NEWS: I cristiani in fuga da Mosul, di Alberto Negri, “Il Sole 24 ore”, 20 luglio 2014.

Il patriarca della Chiesa cattolica siriaca, Ignace Joseph III Younan, ha dichiarato che l’arcivescovado di Mosul è stato completamente bruciato, manoscritti, biblioteca e antichi reperti storici compresi.

Nell’indifferenza generale dell’Occidente, travolto dalla crisi ucraina e dalla guerra di Gaza, dopo duemila anni di storia gli ultimi cristiani hanno abbandonato Mosul, la seconda città dell’Iraq conquistata dal califfato islamico proclamato da Abu Bakr Baghdadi.

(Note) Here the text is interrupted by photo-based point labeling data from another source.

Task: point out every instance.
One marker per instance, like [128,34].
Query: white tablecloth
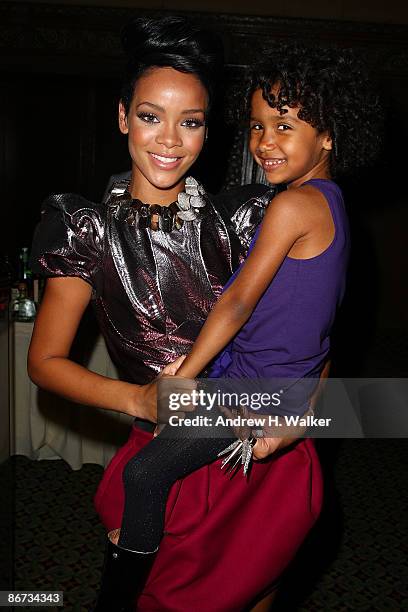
[45,426]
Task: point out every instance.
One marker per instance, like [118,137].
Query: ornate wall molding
[34,32]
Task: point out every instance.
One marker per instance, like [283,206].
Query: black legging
[148,476]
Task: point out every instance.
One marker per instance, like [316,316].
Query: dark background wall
[60,73]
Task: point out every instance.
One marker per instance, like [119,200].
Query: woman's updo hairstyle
[172,42]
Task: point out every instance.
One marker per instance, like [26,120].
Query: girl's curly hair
[332,89]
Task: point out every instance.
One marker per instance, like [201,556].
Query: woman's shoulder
[70,204]
[227,202]
[68,239]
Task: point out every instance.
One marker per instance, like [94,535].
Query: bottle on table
[24,307]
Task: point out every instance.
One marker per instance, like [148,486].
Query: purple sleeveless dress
[288,333]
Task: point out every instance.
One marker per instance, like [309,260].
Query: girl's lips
[272,164]
[165,162]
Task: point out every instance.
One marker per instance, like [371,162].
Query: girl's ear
[123,124]
[327,143]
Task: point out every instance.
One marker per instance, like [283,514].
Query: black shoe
[123,578]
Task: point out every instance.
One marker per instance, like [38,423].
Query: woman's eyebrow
[155,106]
[193,110]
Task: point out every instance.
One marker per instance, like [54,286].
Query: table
[45,426]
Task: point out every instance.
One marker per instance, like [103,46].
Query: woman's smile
[165,162]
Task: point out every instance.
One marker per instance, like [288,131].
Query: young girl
[311,117]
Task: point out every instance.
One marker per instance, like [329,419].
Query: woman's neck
[143,190]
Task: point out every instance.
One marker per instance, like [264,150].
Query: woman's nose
[169,136]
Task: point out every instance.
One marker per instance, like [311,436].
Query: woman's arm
[283,225]
[49,366]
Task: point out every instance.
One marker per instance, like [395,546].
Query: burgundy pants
[226,540]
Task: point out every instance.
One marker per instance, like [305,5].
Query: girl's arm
[284,223]
[49,366]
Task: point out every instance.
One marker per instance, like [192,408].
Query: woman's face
[166,132]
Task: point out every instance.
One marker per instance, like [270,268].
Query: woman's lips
[272,163]
[165,162]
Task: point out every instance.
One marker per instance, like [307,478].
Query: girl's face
[166,131]
[287,148]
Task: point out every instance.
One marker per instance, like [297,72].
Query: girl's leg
[148,477]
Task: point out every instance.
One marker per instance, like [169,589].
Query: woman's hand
[265,447]
[154,397]
[172,368]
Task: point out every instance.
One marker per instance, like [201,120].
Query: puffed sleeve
[68,241]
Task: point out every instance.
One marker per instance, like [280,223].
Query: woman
[152,262]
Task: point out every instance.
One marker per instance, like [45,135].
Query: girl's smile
[166,130]
[288,149]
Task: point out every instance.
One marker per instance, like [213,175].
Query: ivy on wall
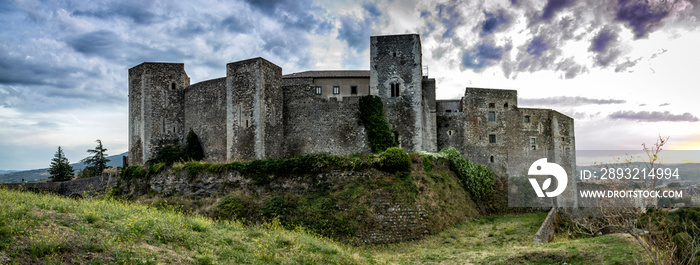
[477,179]
[372,115]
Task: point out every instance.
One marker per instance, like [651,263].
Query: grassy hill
[43,174]
[38,228]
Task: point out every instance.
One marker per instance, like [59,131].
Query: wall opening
[397,138]
[394,90]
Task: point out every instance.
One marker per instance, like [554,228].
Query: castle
[256,112]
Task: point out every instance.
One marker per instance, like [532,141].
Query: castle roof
[330,74]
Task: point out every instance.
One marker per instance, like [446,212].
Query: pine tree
[60,168]
[98,161]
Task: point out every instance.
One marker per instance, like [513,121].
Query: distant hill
[42,174]
[686,172]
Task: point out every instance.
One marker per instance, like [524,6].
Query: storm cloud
[567,101]
[653,116]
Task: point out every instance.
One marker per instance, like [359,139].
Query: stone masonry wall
[156,108]
[429,118]
[398,60]
[254,110]
[205,114]
[318,125]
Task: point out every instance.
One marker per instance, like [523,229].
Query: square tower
[396,76]
[254,128]
[156,108]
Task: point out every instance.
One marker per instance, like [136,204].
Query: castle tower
[254,128]
[396,76]
[156,108]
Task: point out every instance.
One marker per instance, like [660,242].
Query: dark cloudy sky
[626,70]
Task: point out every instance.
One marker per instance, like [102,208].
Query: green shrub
[169,154]
[237,206]
[684,247]
[477,179]
[394,159]
[372,115]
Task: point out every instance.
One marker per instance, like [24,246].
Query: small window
[394,90]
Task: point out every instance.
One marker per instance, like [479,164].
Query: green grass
[49,229]
[506,239]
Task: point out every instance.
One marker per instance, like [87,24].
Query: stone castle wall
[254,113]
[397,60]
[205,114]
[156,108]
[318,125]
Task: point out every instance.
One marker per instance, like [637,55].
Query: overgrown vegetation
[261,171]
[97,161]
[49,229]
[372,115]
[191,151]
[478,180]
[60,168]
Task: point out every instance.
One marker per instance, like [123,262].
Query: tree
[98,161]
[647,226]
[60,168]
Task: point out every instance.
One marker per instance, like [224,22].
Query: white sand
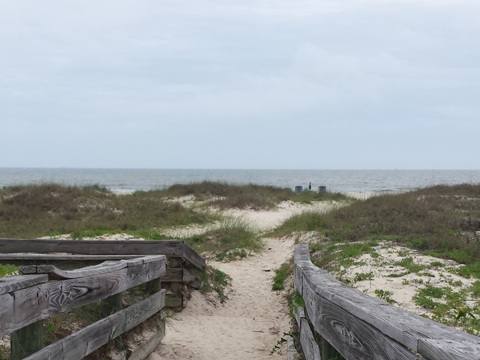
[254,318]
[247,326]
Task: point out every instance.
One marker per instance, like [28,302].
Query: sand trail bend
[247,326]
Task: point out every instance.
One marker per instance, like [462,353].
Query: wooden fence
[44,290]
[182,260]
[338,322]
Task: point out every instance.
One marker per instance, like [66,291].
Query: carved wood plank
[170,248]
[17,282]
[309,345]
[52,258]
[373,329]
[25,306]
[55,273]
[94,247]
[92,337]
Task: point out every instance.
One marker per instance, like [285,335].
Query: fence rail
[182,260]
[44,290]
[338,318]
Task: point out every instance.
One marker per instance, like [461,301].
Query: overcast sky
[247,84]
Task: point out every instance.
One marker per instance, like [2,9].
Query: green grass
[214,280]
[30,211]
[233,238]
[410,265]
[441,221]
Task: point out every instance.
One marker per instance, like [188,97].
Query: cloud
[273,75]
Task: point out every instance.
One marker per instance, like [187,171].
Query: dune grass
[443,221]
[51,209]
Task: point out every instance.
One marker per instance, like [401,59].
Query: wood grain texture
[363,327]
[92,337]
[310,348]
[17,282]
[170,248]
[55,273]
[27,305]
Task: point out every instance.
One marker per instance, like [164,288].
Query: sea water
[128,180]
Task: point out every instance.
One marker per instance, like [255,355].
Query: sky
[247,84]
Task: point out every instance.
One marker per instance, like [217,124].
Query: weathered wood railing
[44,290]
[347,322]
[64,253]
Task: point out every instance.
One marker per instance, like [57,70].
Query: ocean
[346,181]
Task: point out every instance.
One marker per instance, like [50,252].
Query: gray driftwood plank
[25,306]
[55,273]
[362,327]
[17,282]
[94,247]
[90,338]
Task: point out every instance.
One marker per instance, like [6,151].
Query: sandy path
[247,326]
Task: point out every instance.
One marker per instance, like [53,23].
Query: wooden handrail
[26,300]
[169,248]
[362,327]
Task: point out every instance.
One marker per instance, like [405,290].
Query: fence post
[27,340]
[111,305]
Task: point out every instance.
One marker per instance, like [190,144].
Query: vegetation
[441,220]
[232,239]
[30,211]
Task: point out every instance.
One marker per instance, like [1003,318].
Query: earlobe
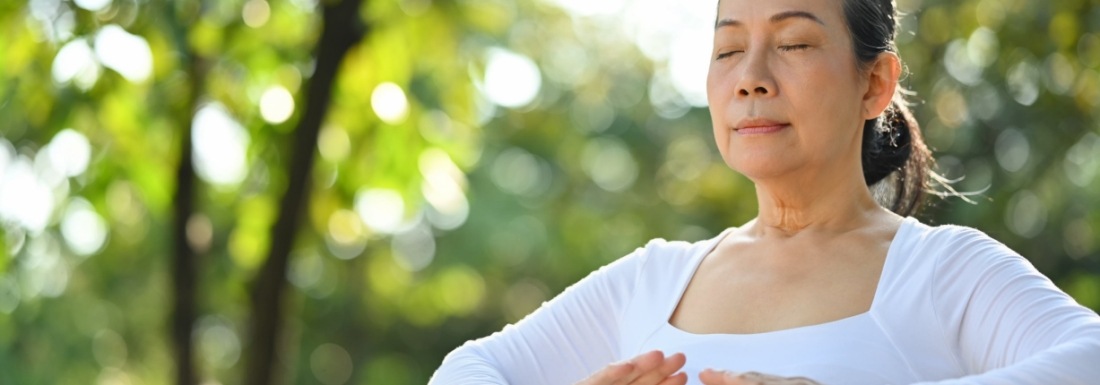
[882,83]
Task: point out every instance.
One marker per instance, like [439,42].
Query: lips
[759,125]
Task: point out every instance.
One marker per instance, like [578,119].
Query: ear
[882,80]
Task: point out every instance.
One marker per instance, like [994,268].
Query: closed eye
[794,47]
[724,55]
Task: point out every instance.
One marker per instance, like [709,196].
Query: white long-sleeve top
[953,306]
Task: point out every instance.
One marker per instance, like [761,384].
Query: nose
[756,79]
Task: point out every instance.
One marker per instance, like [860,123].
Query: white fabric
[953,306]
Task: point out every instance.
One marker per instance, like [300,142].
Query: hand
[711,376]
[648,369]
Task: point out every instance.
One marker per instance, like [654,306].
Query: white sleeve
[1005,321]
[561,342]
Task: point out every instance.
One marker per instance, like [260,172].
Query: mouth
[759,125]
[752,130]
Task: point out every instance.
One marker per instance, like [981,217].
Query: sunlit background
[474,158]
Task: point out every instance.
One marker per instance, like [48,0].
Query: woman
[824,286]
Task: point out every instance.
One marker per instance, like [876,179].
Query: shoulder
[964,252]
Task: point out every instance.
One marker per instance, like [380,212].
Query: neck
[813,200]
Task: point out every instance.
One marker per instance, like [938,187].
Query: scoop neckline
[713,243]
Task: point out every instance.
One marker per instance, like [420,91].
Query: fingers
[671,364]
[642,364]
[680,378]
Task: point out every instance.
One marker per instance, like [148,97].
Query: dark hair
[892,142]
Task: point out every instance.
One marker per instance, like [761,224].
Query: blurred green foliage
[499,207]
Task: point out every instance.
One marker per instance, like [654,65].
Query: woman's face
[783,89]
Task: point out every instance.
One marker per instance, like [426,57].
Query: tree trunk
[341,31]
[184,266]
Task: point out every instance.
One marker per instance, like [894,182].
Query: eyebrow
[774,19]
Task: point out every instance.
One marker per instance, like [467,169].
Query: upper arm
[998,310]
[563,341]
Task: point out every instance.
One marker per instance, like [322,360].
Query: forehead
[831,12]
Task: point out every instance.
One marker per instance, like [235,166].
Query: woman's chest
[847,351]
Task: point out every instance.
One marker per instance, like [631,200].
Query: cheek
[825,97]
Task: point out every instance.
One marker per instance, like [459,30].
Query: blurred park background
[312,191]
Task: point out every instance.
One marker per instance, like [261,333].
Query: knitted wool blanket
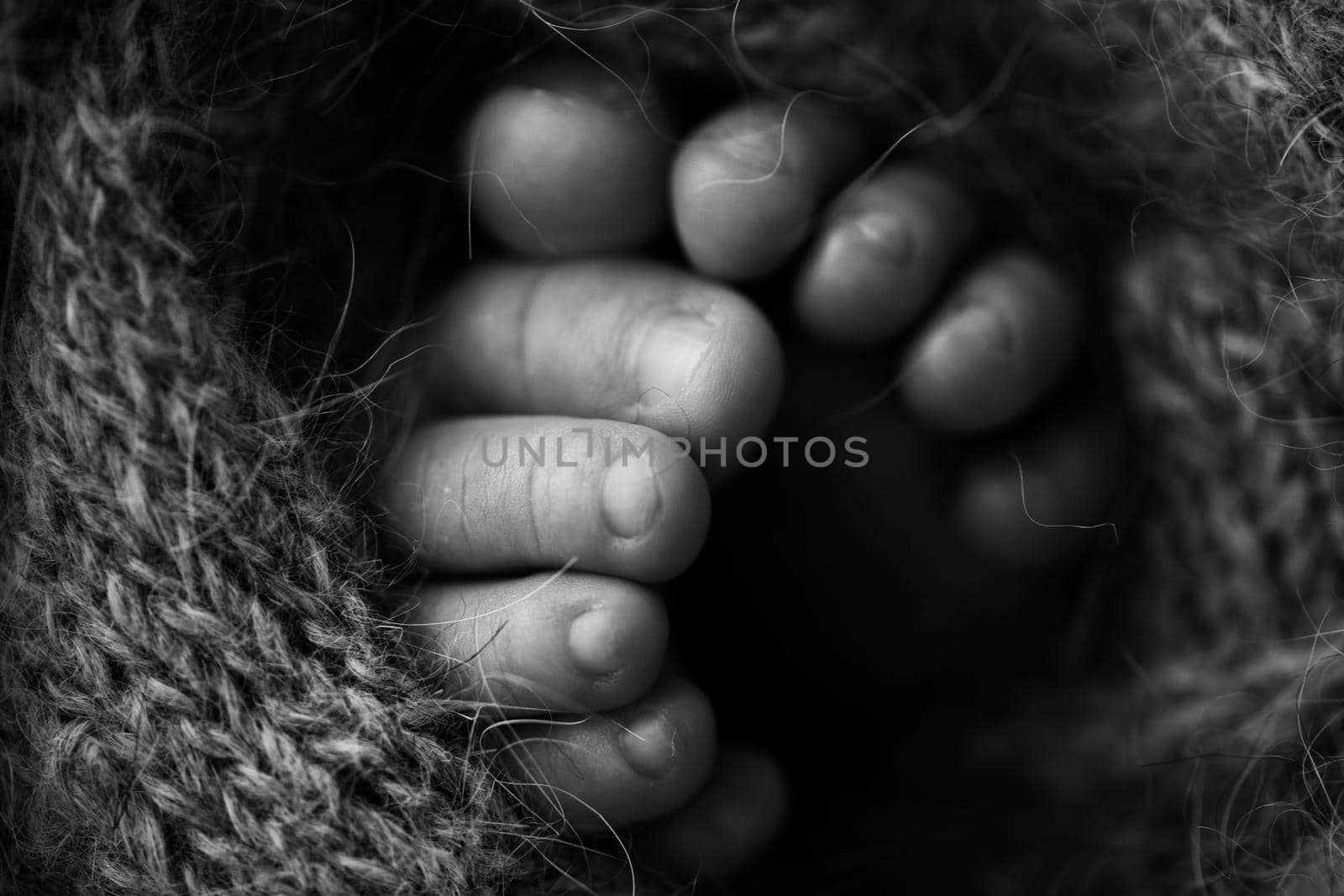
[195,696]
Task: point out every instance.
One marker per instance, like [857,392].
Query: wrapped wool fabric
[195,694]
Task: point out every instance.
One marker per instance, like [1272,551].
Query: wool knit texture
[195,696]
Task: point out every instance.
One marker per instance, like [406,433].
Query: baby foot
[558,389]
[890,255]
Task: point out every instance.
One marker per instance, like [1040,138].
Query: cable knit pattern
[201,701]
[194,694]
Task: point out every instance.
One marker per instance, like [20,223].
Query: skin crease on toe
[612,338]
[622,768]
[569,160]
[569,642]
[501,493]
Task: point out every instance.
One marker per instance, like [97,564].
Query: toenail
[671,355]
[593,642]
[884,235]
[649,745]
[994,327]
[631,497]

Lo hanno dovuto fare con un ultimatum dei jihadisti che minacciavano di tagliare la testa a quelli che si fossero ostinati a restare. Sono 25mila i cristiani di Mosul che in queste ore lasciano la città con ogni mezzo, abbandonando le proprie case “senza portare via bagagli”.

Qui in Iraq, dove si trovano chiese risalenti al secondo e terzo secolo, dalla caduta di Saddam Hussein i cristiani sono scesi da un milione e mezzo a meno di 300mila. Ma dalle città controllate dal nuovo Califfato fuggono adesso anche i musulmani sciiti, terrorizzati dell’avanzata sunnita, creando un solco sempre più profondo tra etnie, confessioni e sette.

È la geopolitica dell’intolleranza che sgretola i principi della convivenza civile. La società civile viene impoverita della sua stessa storia e cultura mentre queste massicce migrazioni in atto attraverso frontiere in disgregazione – si parla di milioni di profughi e sfollati interni – stanno producendo una divisione dei territori su base confessionale o etnica.

Non è in gioco soltanto la loro sorte, ma la possibilità di ricostruire Stati e nazioni che stanno affondando, come la Siria e l’Iraq.